No mundo ocidental, até cerca de 5 décadas passadas, em média, as mulheres :
- não votavam,
- não ficavam com os filhos na separação do casal,
- seus bens eram automaticamente transferidos aos maridos, quando elas se casavam, podendo eles dispor desses bens como quisessem e sem autorização delas e
- podiam ser mortas por homens
que estivessem agindo “em legítima defesa da honra”, com amparo legal para o feminicídio.

Mas isso é passado – dirão alguns.
Será mesmo?

A despeito das muitas conquistas que as mulheres organizadas conseguiram para todas as mulheres do mundo ocidental (como, por exemplo, o direito ao voto, ao estudo, ao trabalho, à guarda dos filhos e a propriedade) mulheres de todas as classes sociais e em todos os países, continuam apanhando regularmente de seus homens (filhos, maridos, namorados, noivos ou simples pretendentes) à razão de 1 mulher agredida, física ou sexualmente, a cada 15 segundos e uma morta a cada 15 minutos.

A despeito de todo o trabalho do feminismo no mundo ocidental, um trabalho relativamente novo, de apenas 200 anos de idade, as mulheres continuam ganhando 30% a menos que os homens, nas mesmas funções, no Brasil e em muitos outros países, onde esse número é até mais desaforado.

Se o feminismo queimou sutiãs nos anos 1960 e livrou as mulheres da tortura dos espartilhos no início do século XX, não conseguiu transforma-las em seres livres da escravidão da forma do corpo, ditada pela moda.

Então, só para não me alongar muito nessa conversa que desagrada, inclusive, ao meu editor, vou dizer o seguinte: o próprio Dr. Kalil Duailibi, meu parceiro nos livros citados no início dessa matéria, é o primeiro a reconhecer que, nos dias atuais, as mulheres vivem dentro de uma panela de pressão muitas vezes igual ou até pior do que viveram suas antepassadas.

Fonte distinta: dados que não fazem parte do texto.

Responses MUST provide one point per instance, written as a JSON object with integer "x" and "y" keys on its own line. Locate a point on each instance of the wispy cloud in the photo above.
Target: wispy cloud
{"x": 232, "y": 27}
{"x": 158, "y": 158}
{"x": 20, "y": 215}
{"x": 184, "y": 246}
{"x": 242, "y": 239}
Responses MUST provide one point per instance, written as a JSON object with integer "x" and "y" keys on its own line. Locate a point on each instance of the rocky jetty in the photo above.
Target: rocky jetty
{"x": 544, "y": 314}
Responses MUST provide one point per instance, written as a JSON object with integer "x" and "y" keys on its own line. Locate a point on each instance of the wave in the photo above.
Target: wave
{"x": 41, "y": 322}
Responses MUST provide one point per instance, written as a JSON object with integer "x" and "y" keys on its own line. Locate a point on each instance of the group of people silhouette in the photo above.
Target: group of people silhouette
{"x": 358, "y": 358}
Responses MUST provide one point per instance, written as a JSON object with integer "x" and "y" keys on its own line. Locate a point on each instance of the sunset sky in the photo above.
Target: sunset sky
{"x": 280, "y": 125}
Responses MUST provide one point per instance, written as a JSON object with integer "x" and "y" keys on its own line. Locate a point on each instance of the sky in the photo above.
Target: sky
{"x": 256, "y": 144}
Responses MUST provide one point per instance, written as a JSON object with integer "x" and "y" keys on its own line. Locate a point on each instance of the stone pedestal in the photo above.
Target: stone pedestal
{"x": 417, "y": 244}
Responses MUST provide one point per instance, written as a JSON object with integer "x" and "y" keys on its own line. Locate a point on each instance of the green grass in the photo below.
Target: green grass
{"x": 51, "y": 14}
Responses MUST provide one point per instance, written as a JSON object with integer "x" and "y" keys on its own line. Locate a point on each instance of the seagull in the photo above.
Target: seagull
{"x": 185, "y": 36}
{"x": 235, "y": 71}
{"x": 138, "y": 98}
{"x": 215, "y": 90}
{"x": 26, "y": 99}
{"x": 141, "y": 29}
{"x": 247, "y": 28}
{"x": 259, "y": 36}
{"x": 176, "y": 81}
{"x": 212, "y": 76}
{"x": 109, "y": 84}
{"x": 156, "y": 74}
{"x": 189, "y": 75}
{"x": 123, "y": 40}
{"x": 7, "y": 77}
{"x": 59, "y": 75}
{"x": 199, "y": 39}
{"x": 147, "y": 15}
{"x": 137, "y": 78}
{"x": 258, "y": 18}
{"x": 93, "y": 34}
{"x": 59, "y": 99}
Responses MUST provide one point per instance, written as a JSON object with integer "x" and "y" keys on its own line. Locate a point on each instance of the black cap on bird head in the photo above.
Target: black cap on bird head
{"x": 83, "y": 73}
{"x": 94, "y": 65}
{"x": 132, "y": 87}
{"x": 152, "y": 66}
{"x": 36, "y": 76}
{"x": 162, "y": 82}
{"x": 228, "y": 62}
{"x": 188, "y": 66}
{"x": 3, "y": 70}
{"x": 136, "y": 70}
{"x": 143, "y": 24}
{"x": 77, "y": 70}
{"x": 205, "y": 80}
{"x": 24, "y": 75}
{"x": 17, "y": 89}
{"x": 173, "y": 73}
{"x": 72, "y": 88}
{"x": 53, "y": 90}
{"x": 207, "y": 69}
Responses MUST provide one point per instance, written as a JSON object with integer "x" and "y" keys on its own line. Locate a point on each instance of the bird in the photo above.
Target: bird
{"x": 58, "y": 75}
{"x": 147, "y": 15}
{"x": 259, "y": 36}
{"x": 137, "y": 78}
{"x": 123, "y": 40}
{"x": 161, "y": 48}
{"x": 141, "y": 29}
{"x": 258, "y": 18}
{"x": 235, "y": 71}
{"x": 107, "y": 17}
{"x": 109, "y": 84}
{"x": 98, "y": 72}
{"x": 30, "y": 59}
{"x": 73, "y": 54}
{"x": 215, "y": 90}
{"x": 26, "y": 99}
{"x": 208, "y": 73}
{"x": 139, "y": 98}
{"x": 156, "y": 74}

Hoje elas precisam competir num mercado de trabalho criado para e pelos homens, em condições, ainda, de grande desigualdade. Hoje elas precisam dar conta de suas tarefas domésticas, de seus deveres maternos e ainda enfrentar a dura realidade do mercado de trabalho ou do empreendedorismo.

Além disso tudo, têm que ser lindas, magras, saradas, bem vestidas, bem maquiadas.... Chega? Será que já não dei razões suficientes, muito além das hormonais, para que as mulheres tenham quatro vezes mais depressão do que os homens?

Hoje, apesar dos livros que escrevemos, eu diria que os hormônios estão pagando o pato nessa história e que as causas das depressões femininas estão muito mais nas condições socioculturais do que nas hormonais. Com um temperinho de tendência genética.

Isabel Fomm de Vasconcellos é escritora e jornalista especializada em saúde.